Zombie detector is a tool to detect Kubernetes resources that remain for a long time after deletion request.
In Kubernetes, resources sometimes remain undeleted after they got deletionTimestamp
.
It may occur from a failure to remove finalizers or a bug in Kubernetes operators.
These remaining resources (we call them zombie resources) can cause various problems, so we want to detect them.
The zombie-detector is a short-lived program, which inspects a cluster and lists zombie resources. It sends metrics to a Pushgateway, and they can be scraped later. This allows us to check the status of zombie resources on a dashboard and make alerts.
- It detects resources that remain undeleted after a certain period with a
deletionTimestamp
. - Elapsed time from deletion request and metadata of resources are pushed into Pushgateway.

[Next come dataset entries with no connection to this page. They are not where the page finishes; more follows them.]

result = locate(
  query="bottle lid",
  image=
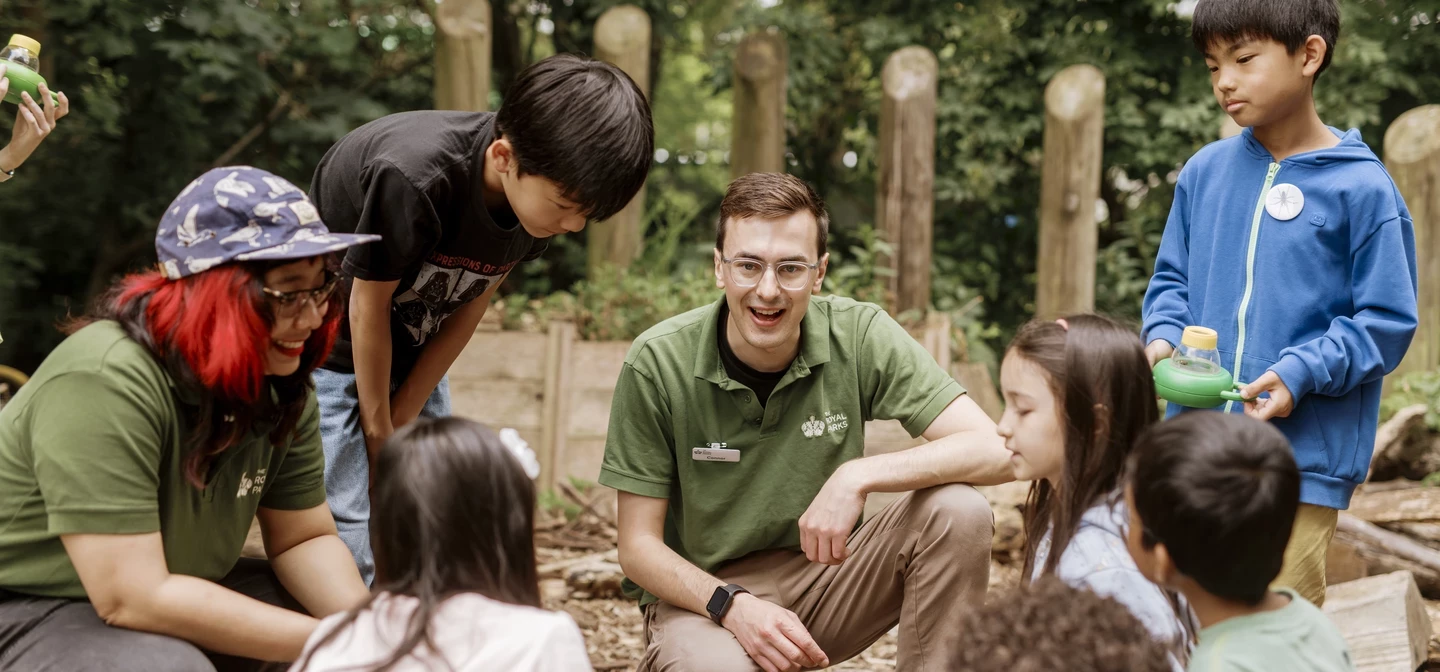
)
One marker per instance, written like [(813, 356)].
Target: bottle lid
[(1198, 337), (26, 42)]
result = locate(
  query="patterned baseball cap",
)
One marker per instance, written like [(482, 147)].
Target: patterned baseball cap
[(239, 213)]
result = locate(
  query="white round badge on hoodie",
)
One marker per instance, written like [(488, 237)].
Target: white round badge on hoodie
[(1285, 202)]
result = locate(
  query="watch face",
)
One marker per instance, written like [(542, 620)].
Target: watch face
[(717, 602)]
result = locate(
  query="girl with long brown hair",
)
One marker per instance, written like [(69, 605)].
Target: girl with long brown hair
[(1077, 393), (455, 563)]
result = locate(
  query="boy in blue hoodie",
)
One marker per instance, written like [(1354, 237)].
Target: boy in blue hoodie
[(1293, 243)]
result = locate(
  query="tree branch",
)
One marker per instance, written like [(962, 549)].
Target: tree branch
[(255, 131)]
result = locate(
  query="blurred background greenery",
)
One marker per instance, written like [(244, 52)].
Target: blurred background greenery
[(166, 89)]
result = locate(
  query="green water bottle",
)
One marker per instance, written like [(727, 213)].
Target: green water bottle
[(22, 61), (1193, 374)]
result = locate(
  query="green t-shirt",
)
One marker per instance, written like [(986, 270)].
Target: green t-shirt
[(1296, 638), (94, 443), (854, 364)]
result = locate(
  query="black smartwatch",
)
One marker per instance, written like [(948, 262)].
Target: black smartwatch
[(720, 602)]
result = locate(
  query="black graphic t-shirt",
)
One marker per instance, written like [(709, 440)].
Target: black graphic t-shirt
[(415, 179)]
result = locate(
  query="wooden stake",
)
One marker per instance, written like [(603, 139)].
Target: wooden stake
[(905, 203), (758, 127), (1070, 186), (622, 38), (1413, 160), (462, 55), (555, 410)]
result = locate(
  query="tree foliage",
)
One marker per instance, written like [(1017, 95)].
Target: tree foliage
[(166, 89)]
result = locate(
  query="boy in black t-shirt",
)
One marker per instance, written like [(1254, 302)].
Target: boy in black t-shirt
[(460, 199)]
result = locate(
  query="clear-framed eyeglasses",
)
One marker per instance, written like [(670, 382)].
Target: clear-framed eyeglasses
[(290, 304), (789, 275)]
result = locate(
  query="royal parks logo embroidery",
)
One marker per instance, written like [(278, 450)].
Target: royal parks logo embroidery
[(251, 485), (812, 428), (833, 422)]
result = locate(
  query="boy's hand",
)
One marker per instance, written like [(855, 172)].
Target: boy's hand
[(1158, 350), (1279, 405)]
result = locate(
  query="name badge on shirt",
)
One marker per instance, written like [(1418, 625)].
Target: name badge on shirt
[(714, 452)]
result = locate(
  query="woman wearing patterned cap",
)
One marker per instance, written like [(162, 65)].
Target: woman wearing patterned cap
[(137, 455)]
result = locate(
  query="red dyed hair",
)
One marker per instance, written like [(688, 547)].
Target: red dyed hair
[(212, 333)]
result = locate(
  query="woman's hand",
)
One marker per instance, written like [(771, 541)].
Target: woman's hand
[(32, 124)]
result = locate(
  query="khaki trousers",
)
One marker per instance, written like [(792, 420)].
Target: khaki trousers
[(1303, 567), (916, 563)]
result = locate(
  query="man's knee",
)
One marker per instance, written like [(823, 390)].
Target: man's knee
[(680, 641), (114, 649), (956, 508)]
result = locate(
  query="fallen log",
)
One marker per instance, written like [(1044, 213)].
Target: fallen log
[(560, 567), (601, 580), (1404, 448), (1386, 551), (1384, 622), (1414, 504)]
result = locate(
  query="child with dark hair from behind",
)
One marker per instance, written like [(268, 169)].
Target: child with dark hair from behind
[(455, 566), (1049, 626), (1213, 500)]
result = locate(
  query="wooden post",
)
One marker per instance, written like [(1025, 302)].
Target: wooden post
[(1070, 184), (1413, 160), (462, 55), (905, 202), (622, 38), (555, 410), (758, 127)]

- We can use this both inside and outside cluster.
CLI
go build
Docker Image
make docker-build
Usage:
zombie-detector [flags]
Flags:
-h, --help help for zombie-detector
--pushgateway string URL of Pushgateway's endpoint. If this flag is not given, the result outputs to stdout
--threshold duration threshold of detection (default 24h0m0s)
-v, --version version for zombie-detector
zombie-detector --incluster=false --pushgateway=<YOUR PUSHGATEWAY ADDRESS> --threshold=24h30m
We can run zombie-detector periodically as a CronJob in a Kubernetes cluster.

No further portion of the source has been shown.